In my previous post about my adventures in visible mending, I shared a couple of fabric scraps (one from a bandana) that, when combined, had a fun “old Americana” look.
With a few tears of the fabric and some basic running stitches, they became soft and informal cocktail napkins. In this post, I share how I made them. (Spoiler alert: It took hardly any time at all!)
Materials And Tools
- Embroidery floss
- Embroidery needle
- Bandanas and/or soft calico fabric (wash fabric before starting this project)
- Fabric glue stick
- Fabric scissors
- Sewing machine and thread (optional)
Tearing the Fabric
Before we get started, I have to mention that these napkins only measure about 7 inches square. If you know your napkin etiquette, you know that this is not a standard size. It’s very small – even for a cocktail napkin. But I was working with what I had. So if you try this project, feel free to make your napkins the proper size.

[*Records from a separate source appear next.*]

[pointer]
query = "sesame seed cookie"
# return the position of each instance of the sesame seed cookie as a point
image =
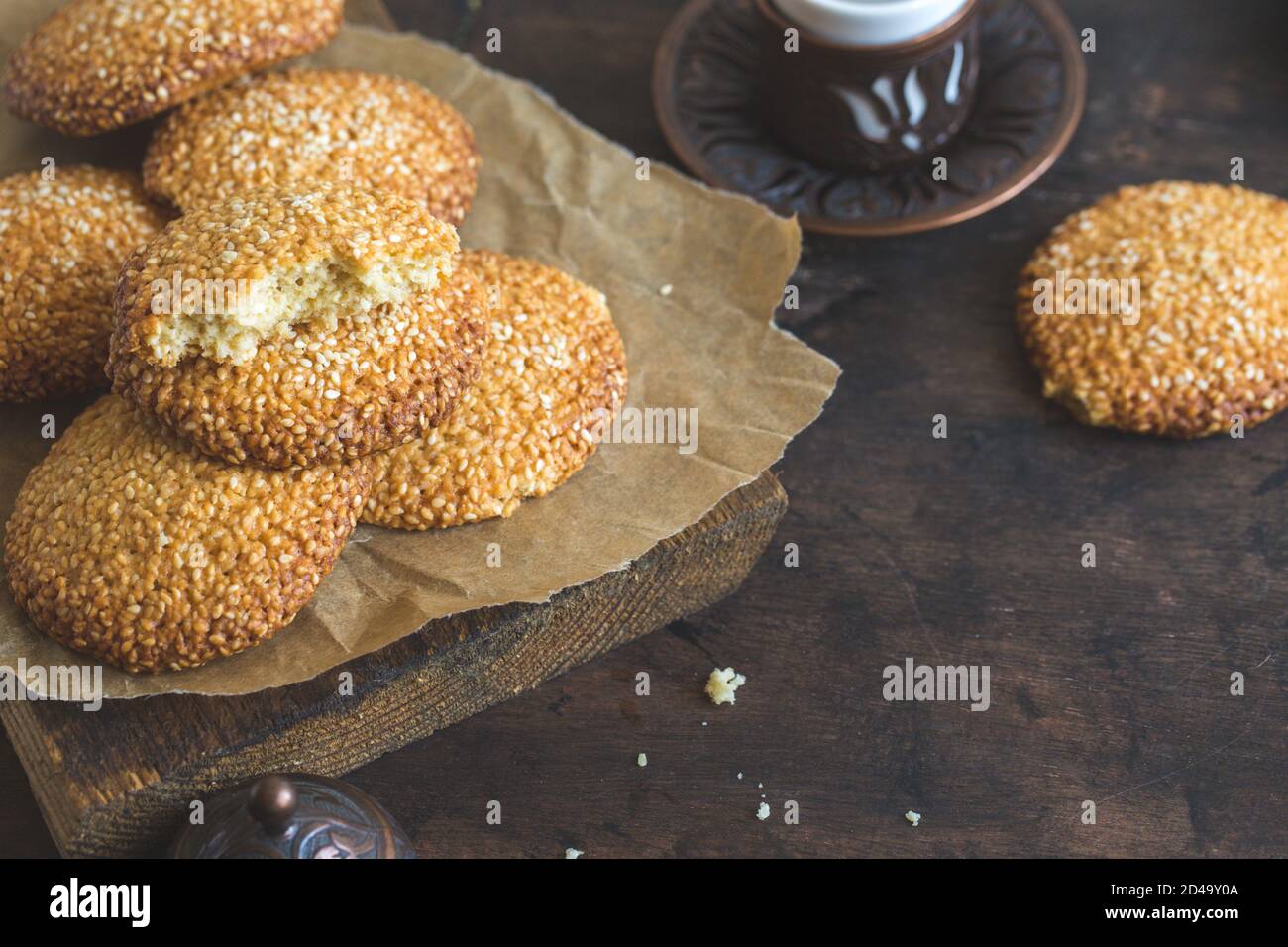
(101, 64)
(231, 274)
(554, 372)
(132, 547)
(62, 244)
(1163, 309)
(316, 124)
(375, 380)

I wanted a rustic look for these napkins – which meant frayed edges. Of course the easiest way to achieve this is to tear the fabric instead of cutting it.
I started by measuring the length I wanted the napkin to be and making a 1-1/2 inch cut into the fabric at that point.
Then I simply tore the fabric where I had cut it. (Sorry the photo below is of the second fabric I used. But I used the same method for both fabrics.) I was halfway through tearing it when I took this photo. After I took the photo, I just kept tearing. I tore quickly and purposefully, end to end.
Then I measured the width I wanted the napkins to be and used the same cut-and-tear method. I trimmed away any fabric threads that had unraveled as a result of the tearing.
Not only did I have charming frayed edges now, but tearing the fabric made for nice straight lines – perhaps more so than if I’d cut them with scissors. And, unless something goes wrong, tearing fabric is so much faster than cutting.
Here I must mention that not every fabric is conducive to tearing like this – especially along the horizontal grain line. This is why it’s important to use fabric that is soft enough to tear both horizontally and vertically. I laundered my fabrics before tearing to make them even softer.
Anyway, now I had a lovely little stack of torn-edge fabric squares.
Stitching and Sewing
Time for the fun to start. With the leftover bits of star fabric, I tore some two-inch squares. I used the fabric glue stick to temporarily adhere one of the little squares to each red bandana napkin.
Then I hand stitched the little square to the bandana napkin with simple running stitches using the embroidery floss and needle.
Soon I had a cute little hand-sewn accent on those napkins.
But what about the frayed edges on my napkins? Cute as they were, would they start to unravel and cause problems? Probably. I would need to stitch or sew around all four edges of each napkin to stabilize them.
And why not make the stitching part of the charm?
For the star fabric napkins, I used the same hand-stitched method – running stitches using the embroidery floss and needle. I stitched along all four sides – about a quarter inch in from the edge.
In theory, this project could have been done entirely by hand. But, when I tried hand stitching on the red bandana napkins, I found that I didn’t have the right color of embroidery floss to make them look good. So, for those napkins, I did a simple machine stitch along each side – again about a quarter inch in.
Because the fabric was soft, it was difficult to get the tension right on my machine. I just made sure I pulled the fabric tight while I ran it through.
Anyway, all done!
I doubt Betsy Ross would be very impressed with these, but I like to think of them as my humble nod to the beautiful work she did centuries ago.
How will they hold up? As a test, I ran them through the washing machine. But to be safe, I let them air dry instead of going through the dryer.
A few errant threads came from the torn edges but it wasn’t that bad. I will just trim them away.
I’m looking forward to using these little cuties soon.